Key invariant: the honest fault is a non-gating status — the IRQ is still raised and the inference still completes; it just carries the error. The engine never hangs on an unsupported op.
How an NXP remote accelerator can be faulted honestly depends on what gates completion in its Linux driver:
| Style | Completion gates on | Honest fault lives in |
|---|---|---|
| Neutron (i.MX95) | a polled retcode (MBOX0 == DONE) — a bad retcode hangs | a side-band field (MBOX1 error_code) that does not gate |
| Ethos-U (i.MX93) | response arrival (INFERENCE_RSP rpmsg; ethosu_inference_rsp() maps rsp->status then unconditionally wakes) |
the response's own status field — in-band but non-gating |
Invariant either way: the honest fault is a non-gating status channel, never
the completion signal. (Recorded jointly with i.MX95's docs/validation/.)

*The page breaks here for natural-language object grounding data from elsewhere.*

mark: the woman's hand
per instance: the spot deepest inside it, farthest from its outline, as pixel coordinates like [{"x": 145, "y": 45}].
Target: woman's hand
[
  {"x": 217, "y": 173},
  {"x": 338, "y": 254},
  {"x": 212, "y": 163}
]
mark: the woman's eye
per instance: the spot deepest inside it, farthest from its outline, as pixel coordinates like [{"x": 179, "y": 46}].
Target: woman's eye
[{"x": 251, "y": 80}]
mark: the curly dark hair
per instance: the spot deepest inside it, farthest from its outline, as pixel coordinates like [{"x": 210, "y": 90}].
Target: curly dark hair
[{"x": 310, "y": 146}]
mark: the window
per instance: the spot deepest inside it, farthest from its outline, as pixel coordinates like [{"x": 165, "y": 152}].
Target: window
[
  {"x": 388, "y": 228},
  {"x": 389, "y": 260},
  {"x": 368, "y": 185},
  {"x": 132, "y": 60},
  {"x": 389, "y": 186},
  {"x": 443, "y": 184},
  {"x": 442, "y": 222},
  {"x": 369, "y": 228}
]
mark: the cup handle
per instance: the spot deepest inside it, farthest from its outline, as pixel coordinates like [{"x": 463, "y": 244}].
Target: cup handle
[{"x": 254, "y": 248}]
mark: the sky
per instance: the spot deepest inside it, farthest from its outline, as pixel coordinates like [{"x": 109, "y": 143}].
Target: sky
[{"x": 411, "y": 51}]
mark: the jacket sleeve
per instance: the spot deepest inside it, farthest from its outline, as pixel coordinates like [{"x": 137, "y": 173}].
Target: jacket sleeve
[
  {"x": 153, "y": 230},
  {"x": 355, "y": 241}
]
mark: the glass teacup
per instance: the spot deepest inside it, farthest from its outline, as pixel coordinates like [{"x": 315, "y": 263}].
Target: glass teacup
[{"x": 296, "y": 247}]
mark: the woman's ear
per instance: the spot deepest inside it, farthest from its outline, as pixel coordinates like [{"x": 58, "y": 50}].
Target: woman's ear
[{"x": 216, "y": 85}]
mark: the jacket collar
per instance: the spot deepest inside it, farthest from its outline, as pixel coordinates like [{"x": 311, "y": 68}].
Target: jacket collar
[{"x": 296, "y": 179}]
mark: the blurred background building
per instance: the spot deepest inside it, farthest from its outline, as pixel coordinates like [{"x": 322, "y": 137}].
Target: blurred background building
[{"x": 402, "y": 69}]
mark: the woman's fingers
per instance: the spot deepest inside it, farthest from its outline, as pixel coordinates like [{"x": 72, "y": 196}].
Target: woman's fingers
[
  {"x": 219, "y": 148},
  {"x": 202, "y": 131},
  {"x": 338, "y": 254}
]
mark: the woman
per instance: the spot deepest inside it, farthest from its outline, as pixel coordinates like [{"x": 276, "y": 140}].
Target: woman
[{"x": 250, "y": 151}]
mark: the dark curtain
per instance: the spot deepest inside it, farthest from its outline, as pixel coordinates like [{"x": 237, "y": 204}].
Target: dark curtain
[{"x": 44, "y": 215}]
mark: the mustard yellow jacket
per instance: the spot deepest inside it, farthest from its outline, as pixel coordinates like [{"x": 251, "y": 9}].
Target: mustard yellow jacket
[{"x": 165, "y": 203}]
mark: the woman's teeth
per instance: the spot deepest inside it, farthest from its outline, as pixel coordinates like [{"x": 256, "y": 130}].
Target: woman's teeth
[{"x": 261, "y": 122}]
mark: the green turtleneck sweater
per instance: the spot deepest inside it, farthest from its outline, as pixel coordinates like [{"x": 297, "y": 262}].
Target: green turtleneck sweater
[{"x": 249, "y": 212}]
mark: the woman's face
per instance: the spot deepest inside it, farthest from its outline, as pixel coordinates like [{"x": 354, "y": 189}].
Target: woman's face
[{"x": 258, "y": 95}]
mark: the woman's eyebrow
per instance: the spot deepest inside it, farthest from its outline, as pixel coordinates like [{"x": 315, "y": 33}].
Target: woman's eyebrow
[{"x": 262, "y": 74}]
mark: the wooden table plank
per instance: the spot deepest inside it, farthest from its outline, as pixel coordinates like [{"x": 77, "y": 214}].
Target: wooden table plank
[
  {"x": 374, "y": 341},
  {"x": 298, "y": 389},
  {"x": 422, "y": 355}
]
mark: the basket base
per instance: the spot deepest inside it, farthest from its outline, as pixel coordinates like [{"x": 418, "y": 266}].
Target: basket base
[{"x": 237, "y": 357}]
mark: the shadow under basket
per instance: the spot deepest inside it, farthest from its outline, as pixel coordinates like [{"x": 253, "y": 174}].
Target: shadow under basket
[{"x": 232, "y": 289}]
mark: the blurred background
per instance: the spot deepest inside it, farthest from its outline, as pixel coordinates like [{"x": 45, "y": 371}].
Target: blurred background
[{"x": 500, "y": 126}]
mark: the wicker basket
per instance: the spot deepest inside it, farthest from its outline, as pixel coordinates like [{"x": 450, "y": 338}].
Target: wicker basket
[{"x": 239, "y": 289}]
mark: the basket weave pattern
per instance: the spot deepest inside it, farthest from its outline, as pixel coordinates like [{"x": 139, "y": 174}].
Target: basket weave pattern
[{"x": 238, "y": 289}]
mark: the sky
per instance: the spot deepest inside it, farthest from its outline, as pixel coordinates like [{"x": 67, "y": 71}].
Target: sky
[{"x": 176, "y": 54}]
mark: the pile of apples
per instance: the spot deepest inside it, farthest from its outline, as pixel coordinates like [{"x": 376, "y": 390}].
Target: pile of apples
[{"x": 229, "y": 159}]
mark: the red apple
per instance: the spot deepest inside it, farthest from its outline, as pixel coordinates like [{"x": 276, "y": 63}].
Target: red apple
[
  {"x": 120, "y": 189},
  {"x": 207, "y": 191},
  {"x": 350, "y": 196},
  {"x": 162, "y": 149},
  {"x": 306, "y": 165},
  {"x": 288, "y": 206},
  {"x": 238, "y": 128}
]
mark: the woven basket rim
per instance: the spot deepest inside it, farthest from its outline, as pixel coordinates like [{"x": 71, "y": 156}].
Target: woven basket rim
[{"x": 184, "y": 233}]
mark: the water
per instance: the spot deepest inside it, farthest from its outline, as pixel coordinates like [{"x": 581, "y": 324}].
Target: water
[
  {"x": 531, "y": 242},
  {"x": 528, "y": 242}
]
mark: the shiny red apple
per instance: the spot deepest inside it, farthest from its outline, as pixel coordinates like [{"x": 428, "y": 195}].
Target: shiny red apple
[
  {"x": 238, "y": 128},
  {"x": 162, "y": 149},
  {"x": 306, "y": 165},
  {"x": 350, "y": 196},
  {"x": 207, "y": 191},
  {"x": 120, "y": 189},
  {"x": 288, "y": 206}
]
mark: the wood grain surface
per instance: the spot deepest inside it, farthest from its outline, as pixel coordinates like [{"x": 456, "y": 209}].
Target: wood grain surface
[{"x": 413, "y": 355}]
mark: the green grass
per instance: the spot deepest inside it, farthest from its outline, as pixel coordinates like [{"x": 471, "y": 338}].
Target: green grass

These are known fidelity boundaries. Each is documented and visible, which is the point — a caveat in the open is the opposite of a silent fail.
| Area | Boundary | Disposition |
|---|---|---|
| M33 concurrent boot | Booting the M33 while the desktop guest runs can wedge the guest | Traced to two NXP BSP defects, documented in tests/torture/; not a model bug |
| PXP G2D | scale + CSC not modelled |
Blocked by the libg2d / pxp_dma_v3 vendor stack (driver rejects the op), not a model gap — copy/fill/blit/blend/rotate are byte-exact |
| NPU mlw decoder | hw/npu/mlw is Apache-2.0 |
Upstream-licensing blocker for the NPU only; scopes NPU to bring-up for upstream, does not block the core machine |
| NPU nasnet | ±1-rounding accumulation, occasional argmax flip on the deepest degenerate-int8 model | Isolation-blocked and capped; every real trained workload tested is bit-exact, every micro-op passes ≤±1 in isolation |
| ELE soc_id (cross-fleet note) | i.MX91's ELE reports the 93's soc_id (chop-down artifact) |
i.MX91's item; noted here only because 93 is the derivation parent |
- Done: NPU uncomputable-op path converted from silent no-op to opt-in honest fault.
- Convention: new device models should prefer an honest guest-visible error
(bus error / status bit /
-d unimptrace) over a silent no-op when they meet an unsupported-but-known-good routine. - Open: sweep the other modelled blocks for silent no-op defaults on
known-good paths (the same class as the NPU
default: v=0), prioritised by Tier-A blocks (where a data path is claimed and a silent wrong would be worst).